Die Kugeln liegen zwischen je zwei vollkommen ebenen gehärteten Stahlplatten in zwei
konzentrischen Kreisen, um die Abnutzungsfläche zu vergrössern. Gehalten werden die
Kugeln durch einen zweiteiligen Messingring, in welchen sämtliche Kugeln eingelegt
sind; durch diese Konstruktion ist dem Zusammenrollen derselben vorgebeugt.
4. Kranmotoren.
Auf weitere Einzelheiten der Einmotorkrane werden die Ausführungen zurückzukommen
Gelegenheit geben, weshalb zunächst die Mehrmotorkrane einer kurzen Besprechung
unterworfen werden sollen. Es wurde bereits betont, dass für fast alle Kranarten das
Einmotorprinzip durch die bis zur Anwendung des elektrischen Antriebes
gebräuchlichen Ausführungen gegeben erschien. Erst als der Elektromotorbau
bedeutende Fortschritte zu verzeichnen hatte und die Preise derselben wesentlich
heruntergegangen waren, so dass sich der Preisunterschied zwischen beiden Systemen
vermindert hatte, ging man an verschiedenen Stellen zur allgemeineren Einführung des
Mehrmotorsystemes über; bahnbrechend wirkten dabei einzelne elektrotechnische
Firmen, die den Kranbau als Spezialität aufnahmen. Die Anforderungen, welche der
Mehrmotorkran an den elektrischen Teil stellt, sind wesentlich verschieden von dem,
was ein normaler Transmissionsmotor zu leisten hat, und wenn ein Betrieb damit in
Vergleich gestellt werden kann, so ist es der der elektrischen Bahnen.

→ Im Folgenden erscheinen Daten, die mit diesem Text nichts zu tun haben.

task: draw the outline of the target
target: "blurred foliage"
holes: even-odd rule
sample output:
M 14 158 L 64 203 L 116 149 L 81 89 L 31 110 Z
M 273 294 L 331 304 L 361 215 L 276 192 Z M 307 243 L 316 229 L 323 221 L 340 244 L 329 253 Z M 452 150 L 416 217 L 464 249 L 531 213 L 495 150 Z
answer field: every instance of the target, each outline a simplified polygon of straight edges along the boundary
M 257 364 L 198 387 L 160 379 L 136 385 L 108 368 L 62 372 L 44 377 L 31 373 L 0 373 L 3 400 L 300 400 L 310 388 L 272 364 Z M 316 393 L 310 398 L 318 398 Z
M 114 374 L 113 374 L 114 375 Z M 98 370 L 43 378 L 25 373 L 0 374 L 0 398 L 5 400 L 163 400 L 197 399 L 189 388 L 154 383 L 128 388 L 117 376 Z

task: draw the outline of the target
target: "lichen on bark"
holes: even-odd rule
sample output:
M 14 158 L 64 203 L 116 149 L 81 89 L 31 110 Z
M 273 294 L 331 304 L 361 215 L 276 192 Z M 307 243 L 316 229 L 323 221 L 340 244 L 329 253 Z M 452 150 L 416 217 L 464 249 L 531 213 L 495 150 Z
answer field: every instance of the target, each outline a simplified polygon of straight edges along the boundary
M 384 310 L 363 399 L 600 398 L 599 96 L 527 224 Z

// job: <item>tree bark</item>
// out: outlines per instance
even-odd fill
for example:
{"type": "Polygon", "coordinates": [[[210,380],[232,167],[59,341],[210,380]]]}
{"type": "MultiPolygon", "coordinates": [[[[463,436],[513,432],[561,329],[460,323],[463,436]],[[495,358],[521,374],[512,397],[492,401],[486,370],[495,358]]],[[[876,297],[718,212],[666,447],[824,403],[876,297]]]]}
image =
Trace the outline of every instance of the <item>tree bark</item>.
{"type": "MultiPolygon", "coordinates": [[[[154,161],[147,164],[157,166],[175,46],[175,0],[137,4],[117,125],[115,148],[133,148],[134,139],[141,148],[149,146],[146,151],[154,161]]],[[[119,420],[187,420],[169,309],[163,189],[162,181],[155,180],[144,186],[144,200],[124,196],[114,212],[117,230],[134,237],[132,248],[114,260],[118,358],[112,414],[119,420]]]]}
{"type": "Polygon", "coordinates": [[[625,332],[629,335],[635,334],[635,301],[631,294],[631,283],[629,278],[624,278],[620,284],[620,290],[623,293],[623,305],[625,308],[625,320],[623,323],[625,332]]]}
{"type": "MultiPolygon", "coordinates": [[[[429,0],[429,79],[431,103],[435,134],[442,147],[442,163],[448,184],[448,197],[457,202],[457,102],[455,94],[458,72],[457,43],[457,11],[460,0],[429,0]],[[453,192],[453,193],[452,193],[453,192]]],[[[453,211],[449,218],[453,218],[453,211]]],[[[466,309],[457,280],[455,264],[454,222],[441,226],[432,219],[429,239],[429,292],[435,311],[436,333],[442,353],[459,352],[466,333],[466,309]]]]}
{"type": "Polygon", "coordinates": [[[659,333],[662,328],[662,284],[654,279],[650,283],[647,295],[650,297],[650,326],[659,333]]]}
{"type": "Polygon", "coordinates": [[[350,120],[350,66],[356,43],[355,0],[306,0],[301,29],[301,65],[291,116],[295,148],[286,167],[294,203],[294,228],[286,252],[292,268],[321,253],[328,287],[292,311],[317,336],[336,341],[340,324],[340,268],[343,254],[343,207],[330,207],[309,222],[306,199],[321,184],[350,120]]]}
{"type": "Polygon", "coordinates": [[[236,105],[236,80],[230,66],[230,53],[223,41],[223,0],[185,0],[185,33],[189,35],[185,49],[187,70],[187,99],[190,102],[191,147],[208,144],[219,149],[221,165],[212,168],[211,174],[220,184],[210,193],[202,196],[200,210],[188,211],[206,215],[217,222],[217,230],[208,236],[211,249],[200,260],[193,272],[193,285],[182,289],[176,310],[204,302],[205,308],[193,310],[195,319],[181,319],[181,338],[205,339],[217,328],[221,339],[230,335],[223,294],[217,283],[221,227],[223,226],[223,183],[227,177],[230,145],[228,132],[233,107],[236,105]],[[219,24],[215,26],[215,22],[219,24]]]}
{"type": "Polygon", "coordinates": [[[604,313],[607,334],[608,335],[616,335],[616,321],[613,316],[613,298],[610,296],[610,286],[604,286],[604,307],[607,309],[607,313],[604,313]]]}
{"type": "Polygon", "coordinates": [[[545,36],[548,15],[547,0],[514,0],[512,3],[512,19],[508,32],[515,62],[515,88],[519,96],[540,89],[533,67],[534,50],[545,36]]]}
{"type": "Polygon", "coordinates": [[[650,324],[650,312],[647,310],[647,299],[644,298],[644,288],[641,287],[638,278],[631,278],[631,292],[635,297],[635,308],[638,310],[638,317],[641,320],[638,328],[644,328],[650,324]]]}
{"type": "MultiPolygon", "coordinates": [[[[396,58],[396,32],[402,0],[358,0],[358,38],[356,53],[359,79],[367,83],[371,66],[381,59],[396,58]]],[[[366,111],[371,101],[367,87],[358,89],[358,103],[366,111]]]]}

Während die Strassenbahnmotoren dem Schmutz, Staub und der Feuchtigkeit in der freien
Natur ausgesetzt sind, arbeiten die Kranmotoren in russigen Giessereihallen u. dgl.
oder ebenfalls im Freien; es ist deshalb sehr zu begrüssen, dass man ebenso wie für
den Bahnbetrieb auch besondere Kranmotoren zu bauen
anfing, die sich äusserlich von dem normalen Motor dadurch sehr vorteilhaft
unterscheiden, dass alle wesentlichen Teile vollkommen abgeschlossen sind.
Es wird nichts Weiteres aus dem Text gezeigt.